Node Role Separation
Nodes can assume specific roles: Master Node (cluster management), Data Node (stores shards), and Coordinating Node (routes client requests). In small clusters a node may play multiple roles; in larger clusters roles are separated for efficiency.
Decentralized Coordination
Instead of a central Zookeeper, ES can use a Raft‑like consensus algorithm for leader election and state synchronization, achieving a decentralized architecture.
ES vs. Kafka Architecture
The article maps ES concepts to Kafka equivalents: Index Name ↔ topic , Shard ↔ partition , Node ↔ broker , highlighting the similarity of their designs.
ES Write Process
Client sends a write request to a coordinating node.
The coordinating node hashes the request to determine the target data node and shard.
The primary shard writes the document into a new Lucene segment, creating inverted index, stored fields, and doc values.
The primary shard replicates the write to its replica shards.

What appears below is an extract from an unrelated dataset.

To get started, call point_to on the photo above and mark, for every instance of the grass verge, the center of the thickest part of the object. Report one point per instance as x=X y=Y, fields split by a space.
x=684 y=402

After replicas acknowledge, the coordinating node returns an ACK to the client.
ES Search Process
The search consists of two phases: Query Phase and Fetch Phase.
Query Phase
Client sends a search request to a coordinating node.
The coordinating node routes the request to relevant shards based on the index name.
Each shard concurrently searches its segments using inverted indexes to obtain matching document IDs and uses doc values for sorting.
Shard results are sent back to the coordinating node, which merges and sorts them.
Fetch Phase
The coordinating node requests the full documents (stored fields) for the top‑ranked IDs from the appropriate shards.
Shards return the complete documents, and the coordinating node forwards them to the client.
In summary, Elasticsearch builds a distributed search engine by combining Lucene’s immutable segments (inverted index, term index, stored fields, doc values) with sharding, replication, node role separation, and optional decentralized coordination, achieving high performance, scalability, and availability.